UNRWA Crisis: Beyond Dollars and Cents
- Details
- Written by Zaha Hassan Zaha Hassan
- Published: 03 August 2018 03 August 2018
August 3, 2018 Zaha Hassan News & Analysis
“Continuing services to refugees is a right, not a handout.”
This was the message last week of one of the thousands in Gaza who came out to protest the UN Relief and Works Agency’s (UNRWA) decision to not renew 154 employment contracts in the occupied Palestinian territory. Despite UNRWA’s best efforts, it has not been able to make up its current $250 million budget shortfallresulting from the U.S. decision to slash its contributions to the refugee agency.
Almost 12,500 Palestinians in Gaza are dependent on an UNRWA paycheck, which in many cases helps sustain more than just the nuclear family in the enclave where the unemployment rate is over 40%. It is unclear whether there will be enough funding for the 262,000 children in Gaza’s UNRWA schools to return to their classrooms this academic year.
The existential threat facing UNRWA is deliberate, and so are the dire consequences for the 5.3 million registered refugees it serves. President Donald Trump and his Middle East Team headed by advisor, Jared Kushner, have latched onto the idea that humanitarian relief may be used as leverage to force the Palestinian leadership back to a negotiating table set by Israel.
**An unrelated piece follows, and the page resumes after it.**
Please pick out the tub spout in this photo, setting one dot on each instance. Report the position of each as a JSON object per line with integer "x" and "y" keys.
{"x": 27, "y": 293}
Leaked details of the Kushner-crafted peace plan indicate that it is nothing more than a souped up, donor-infused version of the status quo that Israel seeks to have legitimated with the signature of President Mahmoud Abbas. The Palestinian leader has infuriated the Administration by refusing to engage with it on these terms and so the Administration—along with the Republican-controlled Congress—has been tightening the financial noose around Palestinians.
[From the Journal of Palestine Studies | UNRWA and the Refugees: A Difficult but Lasting Marriage]
The idea of weaponizing humanitarian assistance provided to Palestinians is not new but it has never before found the currency it now has in the White House. Of late, right-wing think tanks, pro-“Greater Israel” Washington lobby groups and the “no daylight between Israel and the U.S.” politicians have been peddling the fiction that humanitarian relief to Palestinian refugees has been growing by leaps and bonds. They argue that aid money that maintains the camp infrastructure and enables the provision of essential services and work opportunities perpetuates refugeehood.